Why Public Service is Important to Me

This article appeared in the March/April 2022 volume of CT Lawyer Magazine

As an attorney who has spent most of my career practicing in privacy and healthcare, I had never considered the possibility of that I may one day serve on the Citizen’s Ethics Advisory Board (CEAB).  The CEAB has nine members appointed by the governor and legislative leadership and is the governing body for the Office of State Ethics (OSE).  While I did not know anything about the agency or its board prior to my appointment, after learning more about the OSE and CEAB, I decided to pursue the appointment.

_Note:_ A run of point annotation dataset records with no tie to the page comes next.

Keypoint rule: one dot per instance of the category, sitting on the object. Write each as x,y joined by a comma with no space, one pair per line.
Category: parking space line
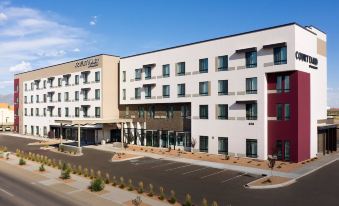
232,178
203,168
213,174
164,164
178,167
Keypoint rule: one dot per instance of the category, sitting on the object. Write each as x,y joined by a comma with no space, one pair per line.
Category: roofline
16,74
218,38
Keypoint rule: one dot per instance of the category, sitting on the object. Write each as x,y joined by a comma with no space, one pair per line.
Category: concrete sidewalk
77,186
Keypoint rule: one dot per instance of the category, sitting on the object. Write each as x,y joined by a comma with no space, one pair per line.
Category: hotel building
250,94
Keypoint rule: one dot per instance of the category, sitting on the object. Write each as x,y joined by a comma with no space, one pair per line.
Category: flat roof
64,63
223,37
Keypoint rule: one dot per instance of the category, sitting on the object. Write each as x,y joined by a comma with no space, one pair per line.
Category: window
124,76
251,85
203,65
169,112
287,112
280,55
222,111
141,112
137,74
203,111
223,145
279,111
66,96
76,79
123,94
148,72
251,111
77,112
251,59
181,90
251,148
166,91
66,111
151,111
203,88
59,82
203,143
97,76
222,63
180,68
166,70
76,95
97,94
97,112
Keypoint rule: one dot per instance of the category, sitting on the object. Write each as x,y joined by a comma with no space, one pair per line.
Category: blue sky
38,33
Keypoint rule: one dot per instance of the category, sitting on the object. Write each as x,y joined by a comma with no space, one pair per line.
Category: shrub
204,202
97,185
162,193
130,185
42,168
141,187
22,161
122,184
172,199
188,200
151,190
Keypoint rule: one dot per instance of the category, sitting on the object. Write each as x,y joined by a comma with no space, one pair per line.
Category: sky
37,33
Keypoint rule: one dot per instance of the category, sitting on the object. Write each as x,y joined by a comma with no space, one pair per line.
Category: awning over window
270,46
246,50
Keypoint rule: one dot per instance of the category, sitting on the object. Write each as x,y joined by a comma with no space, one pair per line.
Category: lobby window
287,112
222,63
141,112
166,91
137,94
148,72
222,111
97,112
180,68
251,85
251,148
148,91
77,112
76,79
138,74
203,65
280,55
279,111
251,59
203,111
165,70
181,90
66,111
124,76
203,88
251,111
123,94
203,143
223,145
97,76
97,94
76,95
222,87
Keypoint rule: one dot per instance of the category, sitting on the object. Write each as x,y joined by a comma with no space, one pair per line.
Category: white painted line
6,192
178,167
164,164
232,178
194,170
212,174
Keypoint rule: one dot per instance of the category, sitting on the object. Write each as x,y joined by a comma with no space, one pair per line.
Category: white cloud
21,67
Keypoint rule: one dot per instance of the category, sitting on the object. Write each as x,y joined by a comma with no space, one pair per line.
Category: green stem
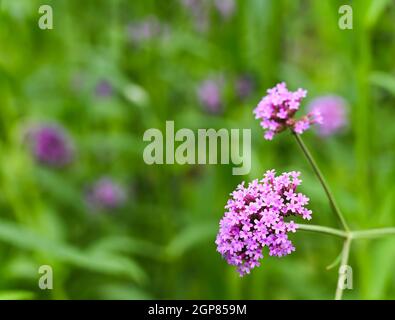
325,230
344,262
321,178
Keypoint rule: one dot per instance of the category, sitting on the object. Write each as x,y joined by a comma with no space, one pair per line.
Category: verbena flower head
105,194
333,110
256,218
209,94
277,109
50,145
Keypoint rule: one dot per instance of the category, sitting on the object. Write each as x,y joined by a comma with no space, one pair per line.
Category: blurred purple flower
51,145
333,110
225,7
209,94
104,88
244,86
105,194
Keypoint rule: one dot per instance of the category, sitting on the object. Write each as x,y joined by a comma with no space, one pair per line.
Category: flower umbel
277,109
255,218
51,145
106,194
333,110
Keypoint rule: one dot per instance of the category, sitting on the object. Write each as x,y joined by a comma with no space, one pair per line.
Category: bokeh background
113,227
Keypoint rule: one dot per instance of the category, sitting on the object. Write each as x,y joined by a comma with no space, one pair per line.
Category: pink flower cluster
277,109
255,218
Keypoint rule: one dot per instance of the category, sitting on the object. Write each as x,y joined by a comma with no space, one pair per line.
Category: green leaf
375,10
123,292
191,237
127,245
16,295
383,80
101,262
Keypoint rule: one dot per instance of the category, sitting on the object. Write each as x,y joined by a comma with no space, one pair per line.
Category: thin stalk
344,262
321,178
372,233
325,230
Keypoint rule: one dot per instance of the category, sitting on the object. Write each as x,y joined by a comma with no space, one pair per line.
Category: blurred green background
109,70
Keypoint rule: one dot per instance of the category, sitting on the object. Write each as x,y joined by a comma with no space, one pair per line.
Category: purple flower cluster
105,194
255,218
277,109
333,110
51,145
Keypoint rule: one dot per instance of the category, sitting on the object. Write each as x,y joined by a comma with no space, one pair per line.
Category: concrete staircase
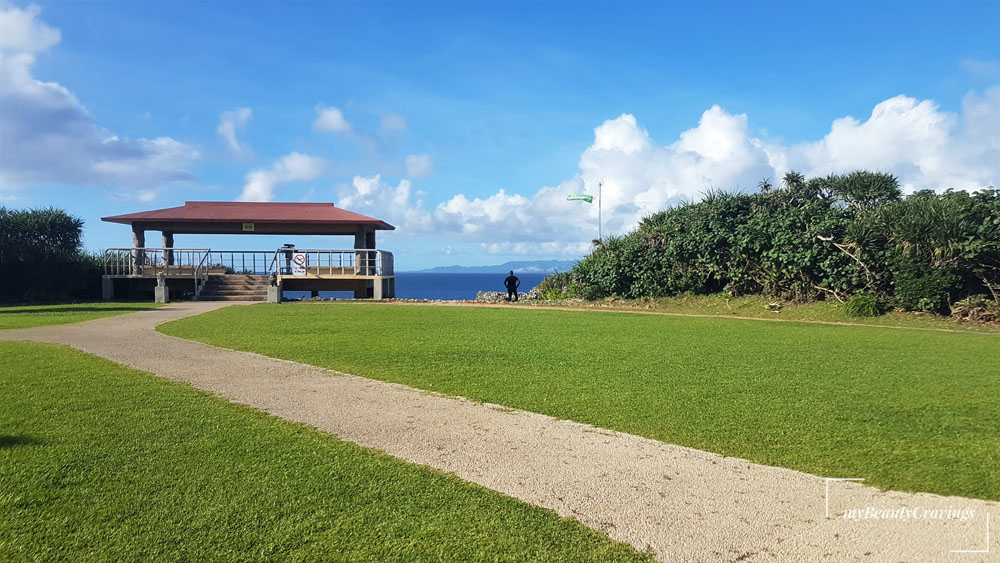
235,287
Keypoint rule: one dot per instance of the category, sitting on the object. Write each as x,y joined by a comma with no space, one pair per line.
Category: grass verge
98,461
41,315
905,409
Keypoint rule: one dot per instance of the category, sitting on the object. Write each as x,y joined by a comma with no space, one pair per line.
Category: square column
168,248
138,256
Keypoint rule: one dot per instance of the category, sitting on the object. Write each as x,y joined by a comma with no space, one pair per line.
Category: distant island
525,267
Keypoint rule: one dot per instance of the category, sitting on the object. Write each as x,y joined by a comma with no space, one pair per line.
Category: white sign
299,264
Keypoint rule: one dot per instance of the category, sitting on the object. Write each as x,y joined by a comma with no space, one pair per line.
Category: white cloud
229,122
392,122
373,196
418,165
295,167
48,136
330,120
571,250
21,33
913,139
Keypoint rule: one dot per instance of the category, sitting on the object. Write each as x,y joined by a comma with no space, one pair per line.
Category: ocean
447,287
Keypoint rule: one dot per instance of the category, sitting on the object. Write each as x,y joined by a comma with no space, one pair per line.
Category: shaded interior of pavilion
350,262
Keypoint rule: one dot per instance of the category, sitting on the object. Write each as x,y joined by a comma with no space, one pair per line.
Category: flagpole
600,189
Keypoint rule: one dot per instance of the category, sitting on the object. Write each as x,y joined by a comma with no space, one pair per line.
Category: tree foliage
41,257
807,239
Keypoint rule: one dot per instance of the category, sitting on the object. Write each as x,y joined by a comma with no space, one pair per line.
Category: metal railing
322,261
251,262
149,262
199,262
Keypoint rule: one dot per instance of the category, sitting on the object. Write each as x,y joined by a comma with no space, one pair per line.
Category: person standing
511,283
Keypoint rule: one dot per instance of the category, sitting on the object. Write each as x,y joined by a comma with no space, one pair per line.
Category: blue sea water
419,285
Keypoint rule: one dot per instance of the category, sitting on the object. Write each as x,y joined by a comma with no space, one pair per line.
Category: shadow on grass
8,441
68,309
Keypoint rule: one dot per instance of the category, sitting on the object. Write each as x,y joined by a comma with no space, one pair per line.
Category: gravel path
678,503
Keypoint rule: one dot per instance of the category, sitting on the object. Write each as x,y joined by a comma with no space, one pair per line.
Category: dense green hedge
41,258
809,239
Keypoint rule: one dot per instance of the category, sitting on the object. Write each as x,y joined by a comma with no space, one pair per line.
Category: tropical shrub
862,305
41,258
809,239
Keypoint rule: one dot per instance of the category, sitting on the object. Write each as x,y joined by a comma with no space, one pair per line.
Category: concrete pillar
138,241
273,294
363,289
107,288
360,258
168,248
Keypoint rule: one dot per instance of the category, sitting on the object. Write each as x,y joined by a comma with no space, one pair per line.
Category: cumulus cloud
330,120
398,204
229,122
418,165
913,139
295,167
20,32
48,136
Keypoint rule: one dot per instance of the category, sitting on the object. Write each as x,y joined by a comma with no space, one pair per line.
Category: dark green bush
41,258
921,286
810,239
862,305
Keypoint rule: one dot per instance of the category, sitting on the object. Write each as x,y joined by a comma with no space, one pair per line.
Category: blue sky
466,124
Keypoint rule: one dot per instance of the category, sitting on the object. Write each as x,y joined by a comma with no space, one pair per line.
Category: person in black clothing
511,283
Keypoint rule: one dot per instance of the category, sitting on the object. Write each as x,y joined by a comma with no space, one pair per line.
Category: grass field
905,409
100,462
40,315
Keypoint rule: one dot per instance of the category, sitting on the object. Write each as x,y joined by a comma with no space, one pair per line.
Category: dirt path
678,503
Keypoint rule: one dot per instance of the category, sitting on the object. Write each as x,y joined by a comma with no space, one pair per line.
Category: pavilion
233,274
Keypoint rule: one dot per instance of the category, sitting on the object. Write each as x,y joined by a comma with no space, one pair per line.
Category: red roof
250,212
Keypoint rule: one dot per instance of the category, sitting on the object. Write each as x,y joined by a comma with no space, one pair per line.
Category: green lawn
100,462
40,315
905,409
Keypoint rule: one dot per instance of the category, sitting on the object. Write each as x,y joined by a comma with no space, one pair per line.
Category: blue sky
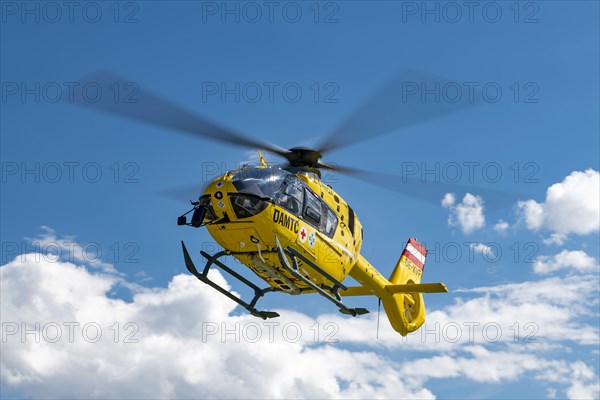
96,181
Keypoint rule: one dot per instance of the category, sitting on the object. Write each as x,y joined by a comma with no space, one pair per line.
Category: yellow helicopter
298,235
285,224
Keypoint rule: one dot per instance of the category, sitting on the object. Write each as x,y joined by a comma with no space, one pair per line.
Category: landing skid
333,295
258,292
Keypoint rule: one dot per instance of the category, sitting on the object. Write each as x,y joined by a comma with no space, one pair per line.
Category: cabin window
291,196
330,221
312,209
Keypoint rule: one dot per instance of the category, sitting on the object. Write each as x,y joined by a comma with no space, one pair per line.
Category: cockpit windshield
261,182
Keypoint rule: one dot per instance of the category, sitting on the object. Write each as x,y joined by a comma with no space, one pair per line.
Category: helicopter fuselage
249,209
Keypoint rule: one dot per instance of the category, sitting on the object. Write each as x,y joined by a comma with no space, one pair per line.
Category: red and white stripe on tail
410,265
415,252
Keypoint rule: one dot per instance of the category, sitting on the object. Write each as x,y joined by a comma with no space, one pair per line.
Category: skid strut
258,292
333,295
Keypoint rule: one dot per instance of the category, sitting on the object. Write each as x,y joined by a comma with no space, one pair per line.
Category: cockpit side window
312,208
291,195
330,221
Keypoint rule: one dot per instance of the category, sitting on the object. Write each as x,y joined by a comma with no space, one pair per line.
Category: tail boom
402,294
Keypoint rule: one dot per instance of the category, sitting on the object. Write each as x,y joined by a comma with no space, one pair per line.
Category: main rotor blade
141,104
409,98
431,191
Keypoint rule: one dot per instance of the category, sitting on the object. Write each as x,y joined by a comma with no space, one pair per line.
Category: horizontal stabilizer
357,291
418,288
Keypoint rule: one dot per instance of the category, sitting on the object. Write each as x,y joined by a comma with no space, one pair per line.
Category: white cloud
192,343
448,200
574,261
501,226
468,214
172,355
584,384
571,206
556,238
481,248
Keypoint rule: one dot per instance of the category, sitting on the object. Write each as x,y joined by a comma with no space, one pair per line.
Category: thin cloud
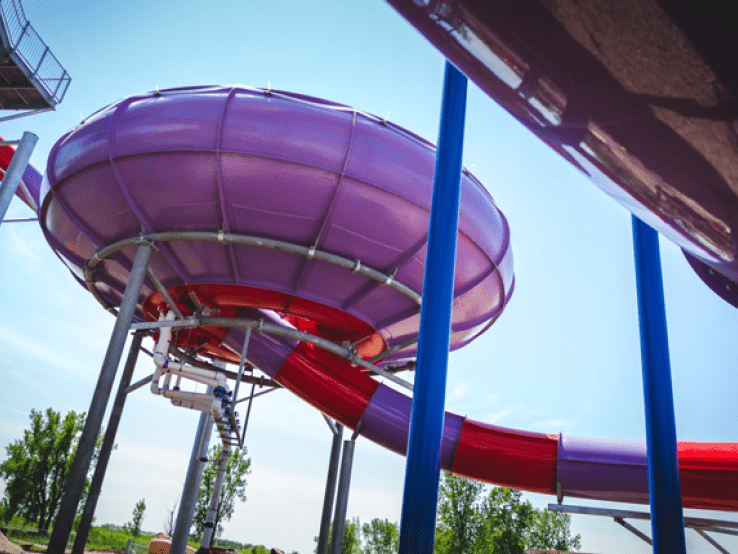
39,351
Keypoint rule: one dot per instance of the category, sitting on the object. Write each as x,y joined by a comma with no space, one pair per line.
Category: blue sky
564,357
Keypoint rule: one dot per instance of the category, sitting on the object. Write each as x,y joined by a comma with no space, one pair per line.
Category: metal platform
31,78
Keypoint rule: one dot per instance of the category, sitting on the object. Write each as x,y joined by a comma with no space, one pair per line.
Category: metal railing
30,52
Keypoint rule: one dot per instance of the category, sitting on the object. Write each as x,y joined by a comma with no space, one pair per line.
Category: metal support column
667,518
107,446
417,527
88,439
14,174
330,490
344,484
192,484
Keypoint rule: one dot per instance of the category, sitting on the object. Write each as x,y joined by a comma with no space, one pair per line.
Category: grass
100,538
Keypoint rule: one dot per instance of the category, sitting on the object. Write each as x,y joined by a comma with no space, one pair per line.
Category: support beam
712,541
344,484
83,530
417,527
330,487
88,439
636,532
14,173
667,517
192,484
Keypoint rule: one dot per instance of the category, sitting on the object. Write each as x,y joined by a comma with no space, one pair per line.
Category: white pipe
203,402
162,362
167,380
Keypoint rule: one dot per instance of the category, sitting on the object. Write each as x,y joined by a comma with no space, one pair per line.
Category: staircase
31,78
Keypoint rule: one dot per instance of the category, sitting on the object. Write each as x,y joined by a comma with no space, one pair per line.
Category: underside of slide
312,216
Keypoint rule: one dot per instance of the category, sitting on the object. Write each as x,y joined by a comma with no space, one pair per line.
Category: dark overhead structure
640,95
31,78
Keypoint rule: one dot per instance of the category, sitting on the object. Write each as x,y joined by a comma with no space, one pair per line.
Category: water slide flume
194,169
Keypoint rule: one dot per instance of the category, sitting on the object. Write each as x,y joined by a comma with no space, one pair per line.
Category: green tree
134,527
458,519
37,466
553,530
351,538
499,523
380,537
234,487
507,522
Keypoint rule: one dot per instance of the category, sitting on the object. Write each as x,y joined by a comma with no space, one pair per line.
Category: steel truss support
665,494
107,446
86,447
344,485
198,457
330,486
417,527
700,525
14,173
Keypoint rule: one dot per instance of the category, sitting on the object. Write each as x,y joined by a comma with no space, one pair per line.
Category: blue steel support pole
667,518
418,523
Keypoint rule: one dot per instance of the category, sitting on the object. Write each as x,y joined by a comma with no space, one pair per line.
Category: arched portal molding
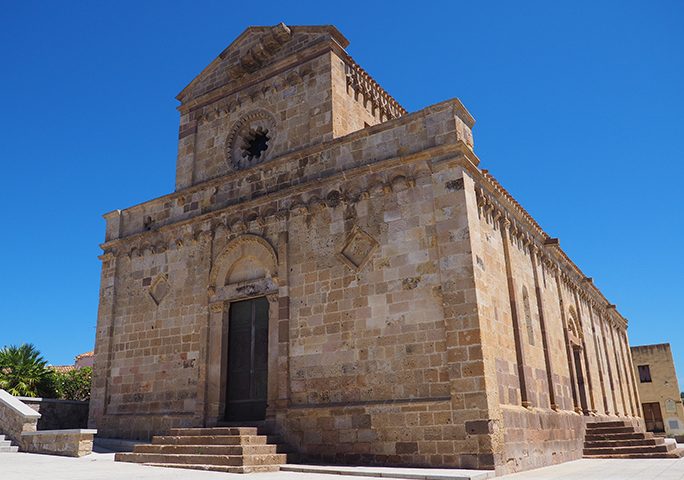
247,258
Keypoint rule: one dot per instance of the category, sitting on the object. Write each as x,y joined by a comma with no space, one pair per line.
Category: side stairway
6,446
621,440
220,449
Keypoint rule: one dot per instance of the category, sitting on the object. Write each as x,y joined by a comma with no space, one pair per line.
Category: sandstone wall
664,386
58,414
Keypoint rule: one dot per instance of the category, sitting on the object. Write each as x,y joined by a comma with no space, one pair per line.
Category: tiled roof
62,368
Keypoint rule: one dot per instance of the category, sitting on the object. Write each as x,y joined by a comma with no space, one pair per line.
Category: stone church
343,273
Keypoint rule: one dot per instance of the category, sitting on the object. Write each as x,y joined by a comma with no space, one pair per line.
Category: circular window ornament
251,140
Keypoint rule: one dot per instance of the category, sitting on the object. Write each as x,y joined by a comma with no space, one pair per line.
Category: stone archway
245,270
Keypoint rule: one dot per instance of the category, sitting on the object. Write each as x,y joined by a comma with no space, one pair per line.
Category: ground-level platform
98,466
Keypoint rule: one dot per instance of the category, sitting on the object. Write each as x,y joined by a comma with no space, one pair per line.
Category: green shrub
24,372
74,384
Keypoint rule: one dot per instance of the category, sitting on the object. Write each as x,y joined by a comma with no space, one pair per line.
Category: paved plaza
100,466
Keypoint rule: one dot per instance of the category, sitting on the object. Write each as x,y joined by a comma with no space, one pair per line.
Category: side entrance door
653,417
247,360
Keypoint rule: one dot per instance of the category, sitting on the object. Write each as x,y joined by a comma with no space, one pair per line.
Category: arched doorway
242,340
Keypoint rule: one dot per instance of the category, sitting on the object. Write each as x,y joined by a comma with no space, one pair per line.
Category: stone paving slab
27,466
387,472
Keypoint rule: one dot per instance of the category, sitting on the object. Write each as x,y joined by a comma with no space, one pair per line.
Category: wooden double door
246,389
653,416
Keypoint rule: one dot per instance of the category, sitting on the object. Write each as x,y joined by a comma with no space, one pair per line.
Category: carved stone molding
358,249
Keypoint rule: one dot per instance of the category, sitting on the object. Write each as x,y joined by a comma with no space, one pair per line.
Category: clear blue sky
579,108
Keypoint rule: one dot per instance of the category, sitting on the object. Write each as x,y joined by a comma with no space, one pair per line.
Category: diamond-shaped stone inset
358,249
160,288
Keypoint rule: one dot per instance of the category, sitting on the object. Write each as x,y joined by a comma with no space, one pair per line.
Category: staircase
619,439
219,449
6,446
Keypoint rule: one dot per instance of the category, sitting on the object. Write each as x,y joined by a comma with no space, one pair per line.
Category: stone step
609,430
220,468
676,453
220,460
616,436
617,423
210,440
183,432
627,450
624,443
208,449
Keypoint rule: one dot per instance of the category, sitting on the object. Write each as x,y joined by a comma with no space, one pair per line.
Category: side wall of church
528,306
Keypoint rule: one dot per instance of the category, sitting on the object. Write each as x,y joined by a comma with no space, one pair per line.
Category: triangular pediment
255,49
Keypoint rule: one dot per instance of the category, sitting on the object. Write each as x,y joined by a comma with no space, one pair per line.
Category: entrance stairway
220,449
619,439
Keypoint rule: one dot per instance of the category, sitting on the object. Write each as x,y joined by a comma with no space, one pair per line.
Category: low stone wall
19,423
16,418
68,443
540,437
58,414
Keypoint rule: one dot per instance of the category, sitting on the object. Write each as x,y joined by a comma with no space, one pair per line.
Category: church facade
345,271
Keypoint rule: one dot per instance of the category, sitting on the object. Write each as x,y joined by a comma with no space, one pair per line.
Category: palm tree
23,371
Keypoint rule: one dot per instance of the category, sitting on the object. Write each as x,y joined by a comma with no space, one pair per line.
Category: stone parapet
67,443
16,418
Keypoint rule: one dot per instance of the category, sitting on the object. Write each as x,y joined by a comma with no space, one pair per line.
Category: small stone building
661,400
345,271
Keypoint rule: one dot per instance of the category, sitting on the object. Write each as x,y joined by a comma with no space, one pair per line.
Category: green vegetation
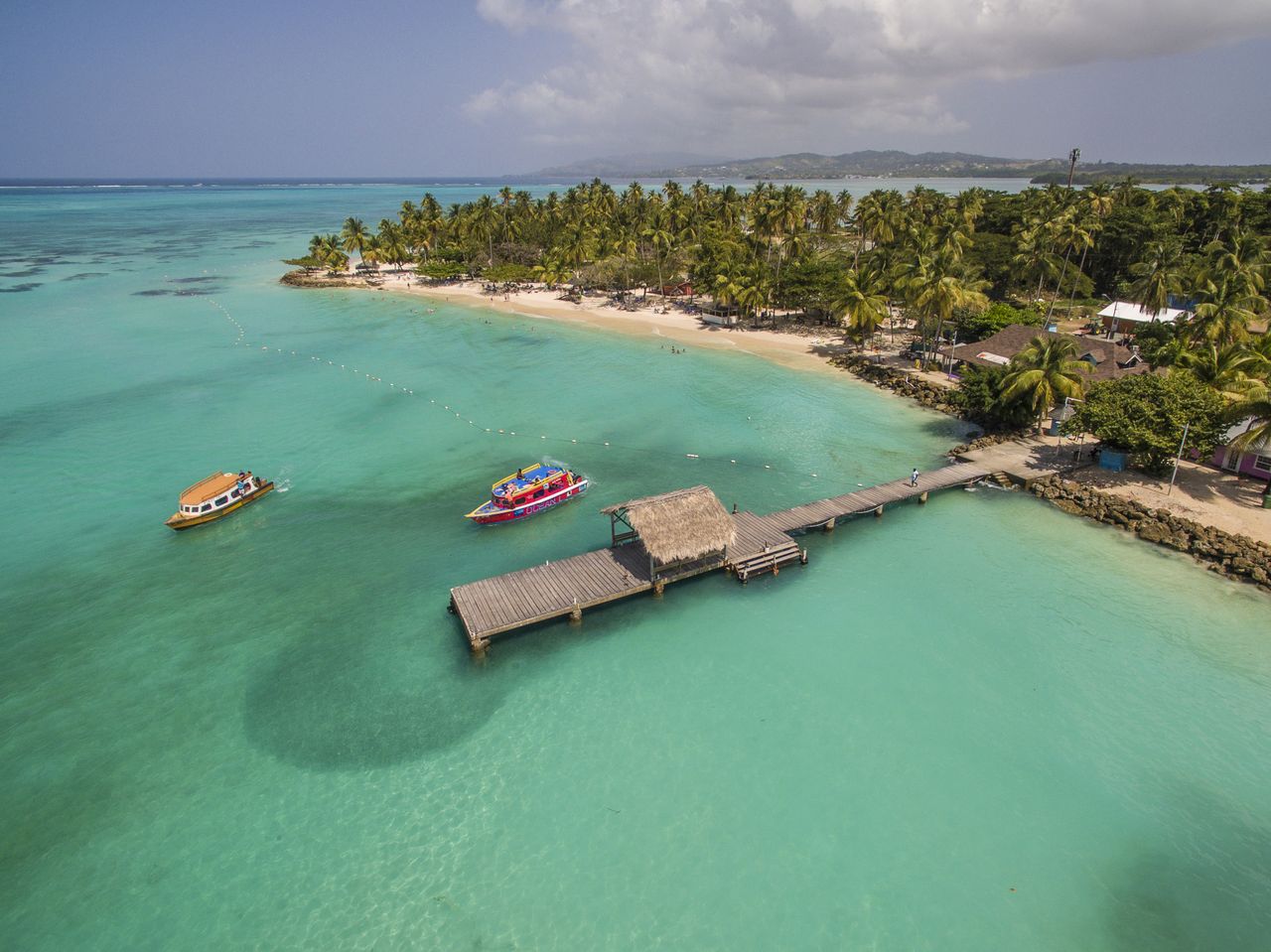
966,264
1044,374
884,163
976,326
1145,415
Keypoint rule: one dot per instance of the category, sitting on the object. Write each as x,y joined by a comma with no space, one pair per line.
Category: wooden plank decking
821,512
518,599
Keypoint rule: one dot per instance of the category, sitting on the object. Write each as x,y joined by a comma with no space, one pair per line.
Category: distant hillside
890,163
636,164
897,164
1090,173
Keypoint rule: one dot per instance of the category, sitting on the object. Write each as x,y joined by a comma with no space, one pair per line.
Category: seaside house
1253,461
1125,317
1107,359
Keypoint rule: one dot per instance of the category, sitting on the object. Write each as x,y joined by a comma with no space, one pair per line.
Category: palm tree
485,217
1044,372
1257,409
662,241
1224,309
1160,275
354,235
863,303
1230,370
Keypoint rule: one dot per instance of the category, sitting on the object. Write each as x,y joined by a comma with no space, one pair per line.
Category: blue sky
394,87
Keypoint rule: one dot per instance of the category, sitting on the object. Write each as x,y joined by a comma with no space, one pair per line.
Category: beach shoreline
808,352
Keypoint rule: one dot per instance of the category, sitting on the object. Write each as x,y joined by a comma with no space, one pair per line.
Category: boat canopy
210,488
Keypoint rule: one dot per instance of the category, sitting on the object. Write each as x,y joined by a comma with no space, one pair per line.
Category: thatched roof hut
677,526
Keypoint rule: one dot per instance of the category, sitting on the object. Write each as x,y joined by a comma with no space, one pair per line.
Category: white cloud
738,72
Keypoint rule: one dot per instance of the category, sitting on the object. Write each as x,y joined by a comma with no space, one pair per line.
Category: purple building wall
1246,463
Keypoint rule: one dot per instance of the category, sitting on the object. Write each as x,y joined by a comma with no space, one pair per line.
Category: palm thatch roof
680,525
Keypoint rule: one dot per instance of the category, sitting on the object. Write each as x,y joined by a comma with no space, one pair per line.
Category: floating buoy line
240,340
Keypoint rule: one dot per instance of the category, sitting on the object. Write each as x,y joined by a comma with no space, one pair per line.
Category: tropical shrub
972,326
979,397
1145,415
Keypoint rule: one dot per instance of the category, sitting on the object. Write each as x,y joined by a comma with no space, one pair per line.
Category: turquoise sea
975,725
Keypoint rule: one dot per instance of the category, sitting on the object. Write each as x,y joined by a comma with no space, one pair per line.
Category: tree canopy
1145,415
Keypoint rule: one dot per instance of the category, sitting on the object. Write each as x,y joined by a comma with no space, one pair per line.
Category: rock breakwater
1231,556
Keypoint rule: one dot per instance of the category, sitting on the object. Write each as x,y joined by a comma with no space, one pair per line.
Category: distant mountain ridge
636,164
894,163
874,163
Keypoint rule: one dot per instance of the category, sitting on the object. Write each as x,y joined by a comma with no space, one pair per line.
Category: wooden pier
668,538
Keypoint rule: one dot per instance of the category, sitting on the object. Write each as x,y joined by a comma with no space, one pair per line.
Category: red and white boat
526,492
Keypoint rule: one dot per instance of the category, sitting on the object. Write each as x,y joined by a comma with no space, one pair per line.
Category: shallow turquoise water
975,725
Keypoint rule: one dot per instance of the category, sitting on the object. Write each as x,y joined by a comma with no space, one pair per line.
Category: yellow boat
216,497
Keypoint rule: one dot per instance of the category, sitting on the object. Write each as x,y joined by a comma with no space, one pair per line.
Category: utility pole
1071,164
1181,444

The OSE is an independent regulatory agency that was created in 2005 to administer and enforce the state’s Codes of Ethics.  Those codes address the conduct of public officials, state employees, and lobbyists as well as lobbying and state contracts generally.  Although the OSE’s work is not related in any way to my healthcare and privacy law practice, I was drawn to the OSE’s work as a citizen of the state who believes deeply in the importance of ethics in government.

With the support of the Connecticut Bar Association, then Governor Dannel Malloy appointed me to the CEAB in 2015 to complete the four-year term of a departing member and was reappointed in 2018.  In 2017, the CEAB elected me to serve as the chairperson.

When I first joined, I recall being instantly impressed by the OSE leadership and staff.  The OSE is a small but mighty independent agency that has earned the respect of all in state government for its accessibility, prompt and thorough legal advice, fair enforcement, and quality education programs.  I also recall being concerned about my lack of familiarity with the ethics laws.  But, thanks to the knowledgeable OSE staff, that was not an issue.

While I had no ethics experience, my legal training has proven helpful to me while serving on the CEAB, especially when studying statutory language, assessing draft opinions from the OSE’s legal division, serving as hearing officers, or sitting for a board hearing.  One need not be a lawyer to serve, however.  In fact, most CEAB members are not lawyers and I find the combination of lawyers and non-lawyers offers a diversity of perspective that is critically important to our work.

In terms of balancing my busy legal practice and the work of the CEAB, I have managed without significant difficulty.  Serving as the board chair of a state agency is not nearly as time consuming as the role of a state legislator.  In truth, I could never be a legislator because, during legislative sessions, those dedicated public servants often work well into the wee hours of the night.  I go to bed at 9 p.m.

The monthly CEAB meetings, on the other hand, rarely run past 2 p.m. and subcommittee meetings generally occur immediately before or after regular board meetings.  Service as a hearing officer is shared by the board members throughout the year and time-consuming board hearings rarely occur.  Further, my regular communications with the OSE’s Executive Director, Peter Lewandowski, are never lengthy or after my bedtime.

Board hearings present the most challenging time commitment.  In those hearings, the board essentially sits as a jury in an enforcement matter where a judge has found probable cause.  This has happened only once during my seven-year tenure on the board.  The board sat for four full days of testimony and evidence and, following public deliberations, issued its findings.

On balance, the CEAB time commitment is not substantial.  As with anything in life, if it is important to you, you will make the time for it.  Fortunately, the OSE staff and their leader, Peter Lewandowski, make it easy to serve on the board and to continue to be involved.  And being involved is very important to me.

There are many reasons I love serving on the CEAB, including having the opportunity to work with such a wonderful and engaged board and a talented OSE staff.  But the primary reason I love serving is that there is a true commitment to carrying out the mission of the OSE among all nine board members in a non-partisan manner.  While all board members are political appointees, political affiliation is virtually never a factor in our work.  When the CEAB members gather to take on the business of the OSE, we do so as nine citizens of the state of Connecticut with a shared belief that good government cannot exist without ethics.  And it’s a privilege and an honor to do that work with them.